Мишка удивленно приподнял брови:

– Вот значит как? Поэтому «экселенц»? А я думал кличка воровская. А это они, значит, ваше графское достоинство отмечают. Ну и чем обязаны? Такому вниманию с вашей стороны, граф?

– Я должен вывезти одного из вас в Пруссию.

– Какая честь! Зачем?

– Вы самые богатые люди в Российской империи. Поэтому.

– Да с чего вы взяли что «самые»?

– У нас есть информаторы в казначействе,– скривился в презрительной улыбке Готфрид.

– Верю. «У нас» – это у кого?

– У нас это у истинных патриотов государственности и блюстителей истинного христианства…– Граф облизнул пересохшие губы и принялся говорить. О том, что грядет Антихрист, что Европа слепа, а Россия погружена в медвежью спячку. Что только они – истинные Аристократы Духа осознают истинную опасность и ее размеры катастрофические, апокалипсические, необратимые.
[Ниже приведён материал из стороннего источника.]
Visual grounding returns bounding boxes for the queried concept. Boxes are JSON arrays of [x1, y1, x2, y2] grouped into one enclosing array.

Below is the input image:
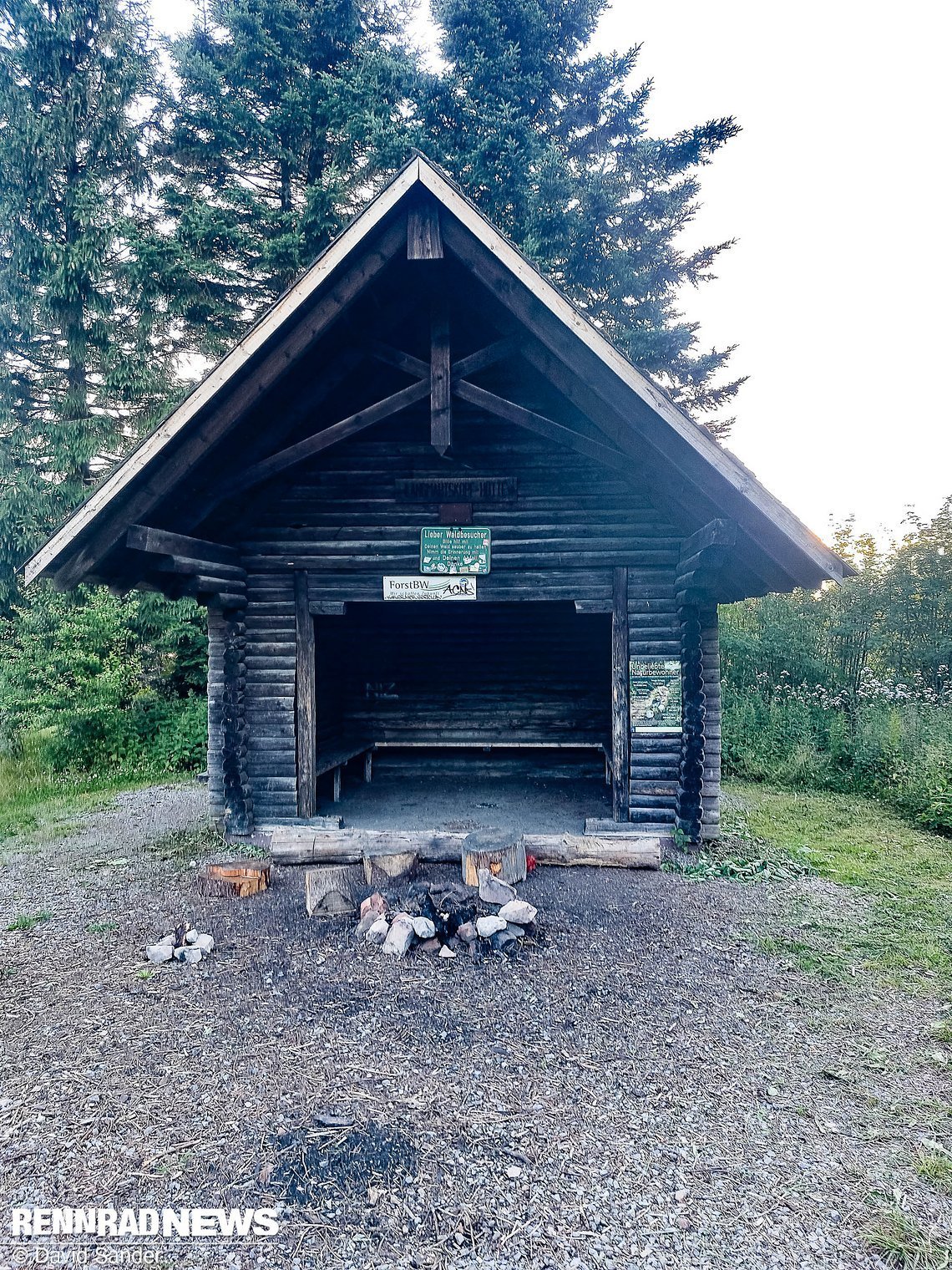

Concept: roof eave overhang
[[24, 156, 854, 591]]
– Французская революция расползается по Европе метастазами и заполняет ее. Еще год, другой и явится Тот, кого называют "Сын Беззакония". Ангелы уже вострубили, но мало кто их услышал. Не многие поняли. Аристократы Духа – это те, кто может остановить грядущее пришествие Антихриста. Нас мало и у нас мало средств, чтобы организовать истинную Коалицию и Сопротивление достаточное. Решено привлечь средства со стороны. Экспроприировать, если будет такая надобность. Для выполнения нашей миссии все средства допустимы. Мы предлагаем сначала добровольно помогать нам, но когда нас не хотят слушать, мы действуем решительно и это правильно. Потому что сидеть, сложа руки – смерти подобно. «Сын Беззакония» – «Зверь», набирается сил. Он, в отличие от нас, не миндальничает. Он берет все, до чего дотягиваются его лапы. Это дает нам право действовать адекватно.

– Это когда же вы Аристократы Духа обращались к нам с просьбами, что-либо профинансировать?

Что-то не припомню я таких просьб?

– Привезли бы вас в Берлин и обратились.

– Как мило с вашей стороны. Экскурсию бесплатную в Берлин хотели нам устроить, а там душевно поговорить. А мы не поняли по медвежьей глупости своей, в спячке пребывая.

– Вы многое не понимаете,– опять скривился презрительно Готфрид.

– Да где уж нам. Вот эти убийства, например. Зачем?

– У вас говорят.– «Лес рубят – щепки летят» – это «щепки». Они… – Готфрид кивнул на тела,– хотели донести. Хозяин был нами завербован, но возомнил о себе, или о нас, невесть что. Вон тот, который у входа с пулевым отверстием в черепе – полицейский. Его узнали, и он пытался убить нашего агента,

– Мишка подошел к телу убитого и действительно увидел в его руке нож.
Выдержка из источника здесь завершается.